4. Open Science Requirements
Responsible AI use raises the bar for open science, because the verification trail is now essential for others to evaluate AI-assisted work.
Code
- All analysis code must be published, not merely available upon request.
- Repositories must include the verification and testing scripts from Section 3, so reviewers and readers can see what checks were performed.
- Where AI tools generated substantial portions of code, note this in comments or the README.
- Code must be documented well enough for another lab member to run it on the original data and reproduce reported results.
- Except in exceptional cases, generative model output should not be a primary method of analysis — e.g., using an LLM to classify open-ended responses instead of writing a classifier.
Data
- Raw data (subject to IRB and participant privacy constraints) must be deposited in a public repository (OSF, GitHub, Zenodo, or equivalent) at the time of submission.
- Preprocessing and exclusion scripts must be included.
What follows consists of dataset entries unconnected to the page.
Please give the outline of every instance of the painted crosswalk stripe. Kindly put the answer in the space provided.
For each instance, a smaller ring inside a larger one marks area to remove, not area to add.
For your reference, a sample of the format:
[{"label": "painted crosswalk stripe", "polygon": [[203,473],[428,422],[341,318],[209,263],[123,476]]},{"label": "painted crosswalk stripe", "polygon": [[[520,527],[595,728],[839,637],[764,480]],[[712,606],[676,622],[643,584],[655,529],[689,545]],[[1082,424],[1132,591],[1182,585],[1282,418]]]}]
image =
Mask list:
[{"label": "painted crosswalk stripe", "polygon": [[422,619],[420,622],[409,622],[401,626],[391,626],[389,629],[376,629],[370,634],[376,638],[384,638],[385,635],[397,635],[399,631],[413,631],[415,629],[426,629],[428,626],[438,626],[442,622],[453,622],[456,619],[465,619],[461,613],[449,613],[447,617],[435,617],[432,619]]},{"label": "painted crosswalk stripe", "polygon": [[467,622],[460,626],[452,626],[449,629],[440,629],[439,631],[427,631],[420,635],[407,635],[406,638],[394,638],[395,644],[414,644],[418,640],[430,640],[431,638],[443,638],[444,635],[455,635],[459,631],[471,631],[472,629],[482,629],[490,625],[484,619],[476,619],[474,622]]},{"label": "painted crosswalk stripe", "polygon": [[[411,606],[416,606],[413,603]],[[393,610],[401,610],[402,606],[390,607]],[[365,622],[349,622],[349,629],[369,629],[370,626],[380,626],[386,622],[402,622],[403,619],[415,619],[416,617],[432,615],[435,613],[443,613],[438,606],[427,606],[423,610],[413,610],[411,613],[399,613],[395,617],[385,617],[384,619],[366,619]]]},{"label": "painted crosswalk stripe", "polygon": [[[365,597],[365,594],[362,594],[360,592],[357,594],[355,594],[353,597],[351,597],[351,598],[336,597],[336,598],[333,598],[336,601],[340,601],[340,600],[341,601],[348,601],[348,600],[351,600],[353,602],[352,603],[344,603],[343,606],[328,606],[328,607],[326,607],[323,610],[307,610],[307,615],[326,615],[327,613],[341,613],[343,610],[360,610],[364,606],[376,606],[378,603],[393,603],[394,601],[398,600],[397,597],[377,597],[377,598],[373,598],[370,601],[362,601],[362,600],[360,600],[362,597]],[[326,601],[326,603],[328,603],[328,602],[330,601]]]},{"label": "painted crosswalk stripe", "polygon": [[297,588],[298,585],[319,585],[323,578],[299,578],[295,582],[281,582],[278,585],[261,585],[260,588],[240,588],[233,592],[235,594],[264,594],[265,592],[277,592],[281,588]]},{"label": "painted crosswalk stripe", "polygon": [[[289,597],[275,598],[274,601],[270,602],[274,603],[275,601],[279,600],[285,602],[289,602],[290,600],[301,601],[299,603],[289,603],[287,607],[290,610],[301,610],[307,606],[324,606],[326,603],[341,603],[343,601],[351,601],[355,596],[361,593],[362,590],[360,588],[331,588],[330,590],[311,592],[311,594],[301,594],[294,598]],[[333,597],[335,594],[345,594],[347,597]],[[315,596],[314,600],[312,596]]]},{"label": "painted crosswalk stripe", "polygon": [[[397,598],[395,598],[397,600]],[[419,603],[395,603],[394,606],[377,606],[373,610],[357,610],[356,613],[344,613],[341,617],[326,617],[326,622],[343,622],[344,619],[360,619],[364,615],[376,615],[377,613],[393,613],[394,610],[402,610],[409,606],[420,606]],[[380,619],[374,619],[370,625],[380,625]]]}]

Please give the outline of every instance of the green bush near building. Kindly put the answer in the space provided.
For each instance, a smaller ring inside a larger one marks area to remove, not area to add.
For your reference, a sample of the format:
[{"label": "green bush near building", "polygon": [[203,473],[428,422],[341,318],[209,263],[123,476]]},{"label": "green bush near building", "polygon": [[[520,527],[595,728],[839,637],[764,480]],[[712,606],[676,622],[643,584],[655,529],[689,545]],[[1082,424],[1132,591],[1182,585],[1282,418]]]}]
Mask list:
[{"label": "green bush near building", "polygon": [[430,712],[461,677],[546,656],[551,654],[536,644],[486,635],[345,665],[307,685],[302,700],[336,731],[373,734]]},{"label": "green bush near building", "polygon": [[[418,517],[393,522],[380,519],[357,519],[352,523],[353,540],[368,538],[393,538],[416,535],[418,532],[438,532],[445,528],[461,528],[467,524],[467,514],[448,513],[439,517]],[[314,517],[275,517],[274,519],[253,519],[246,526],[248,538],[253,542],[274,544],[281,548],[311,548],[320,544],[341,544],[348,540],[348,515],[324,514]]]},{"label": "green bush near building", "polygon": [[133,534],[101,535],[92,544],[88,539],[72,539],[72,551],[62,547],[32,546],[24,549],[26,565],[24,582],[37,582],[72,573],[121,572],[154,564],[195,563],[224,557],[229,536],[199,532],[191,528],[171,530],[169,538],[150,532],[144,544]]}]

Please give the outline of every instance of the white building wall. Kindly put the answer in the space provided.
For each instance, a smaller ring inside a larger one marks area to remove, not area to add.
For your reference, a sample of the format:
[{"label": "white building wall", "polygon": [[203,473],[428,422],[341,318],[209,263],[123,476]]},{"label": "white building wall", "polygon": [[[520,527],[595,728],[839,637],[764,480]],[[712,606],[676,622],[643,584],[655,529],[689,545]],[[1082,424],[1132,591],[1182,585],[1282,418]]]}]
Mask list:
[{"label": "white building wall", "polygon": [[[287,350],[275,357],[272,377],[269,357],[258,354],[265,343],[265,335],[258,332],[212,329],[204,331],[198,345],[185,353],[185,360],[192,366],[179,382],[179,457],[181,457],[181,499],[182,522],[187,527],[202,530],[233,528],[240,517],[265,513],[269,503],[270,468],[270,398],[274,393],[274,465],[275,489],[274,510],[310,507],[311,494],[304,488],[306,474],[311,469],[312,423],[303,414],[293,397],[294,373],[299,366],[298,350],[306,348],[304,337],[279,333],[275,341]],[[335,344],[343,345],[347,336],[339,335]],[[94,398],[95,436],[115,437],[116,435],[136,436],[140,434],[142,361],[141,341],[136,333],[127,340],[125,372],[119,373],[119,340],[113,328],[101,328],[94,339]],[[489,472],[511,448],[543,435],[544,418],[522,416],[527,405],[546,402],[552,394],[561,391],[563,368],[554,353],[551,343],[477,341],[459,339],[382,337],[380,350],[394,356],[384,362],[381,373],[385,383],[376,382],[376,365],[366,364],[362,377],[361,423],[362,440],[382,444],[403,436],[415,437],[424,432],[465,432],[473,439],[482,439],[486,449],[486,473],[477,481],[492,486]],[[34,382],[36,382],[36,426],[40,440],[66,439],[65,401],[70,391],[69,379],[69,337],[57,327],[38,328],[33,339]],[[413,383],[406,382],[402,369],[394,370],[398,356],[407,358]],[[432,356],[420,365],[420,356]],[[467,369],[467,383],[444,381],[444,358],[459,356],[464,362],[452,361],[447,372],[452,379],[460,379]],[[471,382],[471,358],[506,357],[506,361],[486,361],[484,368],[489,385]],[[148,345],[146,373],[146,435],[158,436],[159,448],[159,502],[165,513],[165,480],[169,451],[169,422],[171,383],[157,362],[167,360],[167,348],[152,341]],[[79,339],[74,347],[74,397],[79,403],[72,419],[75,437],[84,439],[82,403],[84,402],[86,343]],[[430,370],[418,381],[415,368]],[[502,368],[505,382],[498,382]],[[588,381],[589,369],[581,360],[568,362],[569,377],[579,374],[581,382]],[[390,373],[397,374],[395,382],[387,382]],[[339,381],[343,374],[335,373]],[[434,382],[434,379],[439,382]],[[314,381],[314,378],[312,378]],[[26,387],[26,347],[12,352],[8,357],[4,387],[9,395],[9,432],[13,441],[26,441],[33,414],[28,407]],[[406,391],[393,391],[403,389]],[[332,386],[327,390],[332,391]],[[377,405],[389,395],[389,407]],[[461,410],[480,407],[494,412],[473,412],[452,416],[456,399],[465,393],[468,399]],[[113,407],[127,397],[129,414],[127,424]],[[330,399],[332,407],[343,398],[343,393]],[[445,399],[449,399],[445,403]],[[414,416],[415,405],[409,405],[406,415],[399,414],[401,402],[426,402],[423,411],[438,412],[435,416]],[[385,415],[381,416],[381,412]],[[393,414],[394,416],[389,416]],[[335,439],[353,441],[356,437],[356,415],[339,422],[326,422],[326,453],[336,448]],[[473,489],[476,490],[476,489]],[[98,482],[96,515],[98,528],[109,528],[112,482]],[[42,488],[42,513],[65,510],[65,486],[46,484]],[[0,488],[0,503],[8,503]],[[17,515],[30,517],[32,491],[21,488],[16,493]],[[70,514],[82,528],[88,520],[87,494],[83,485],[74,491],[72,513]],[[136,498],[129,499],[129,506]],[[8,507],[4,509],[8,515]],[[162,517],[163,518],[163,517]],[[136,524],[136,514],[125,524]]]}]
Avoid unpublished intermediate processing steps.
Disclosure of AI Use
- Any paper that used AI assistance in a way required to be disclosed by the target venue must include that disclosure, drafted by the human author — not the AI.
- For internal lab reports, preprints, and grant documents: include a brief AI use statement noting which tools were used and for what purposes.
- If an AI tool was used to help generate experimental stimuli, analysis pipelines, or model code, describe this in the methods section, not only in an acknowledgment.
Pre-registration
- Confirmatory analyses must be pre-registered. AI tools may be used to help draft a pre-registration; the registered hypotheses and analysis plan are then binding in the same way as any pre-registration.
5. Individual Responsibility of Lab Members
Every lab member — PhD students, postdocs, research staff, undergraduate research assistants, and visiting researchers — is individually responsible for the work they produce. If an AI tool wrote a section, you are responsible for verifying it. If you wrote the section, you are responsible for every claim in it.
When Things Go Wrong
If you discover that AI-assisted work in a submitted or published paper contains an error — a hallucinated citation, a bug in AI-generated code, a fabricated statistic — report it immediately. This lab will always prioritize correcting the scientific record. Issuing prompt corrections and retractions earns more respect in the field than hiding errors. Prompt correction is not a failure; undisclosed error is.
6. Policy Updates
The norms around AI in research are evolving rapidly. This policy will be reviewed especially as major conferences or journals significantly update their own policies. The current version is maintained in the lab documentation site.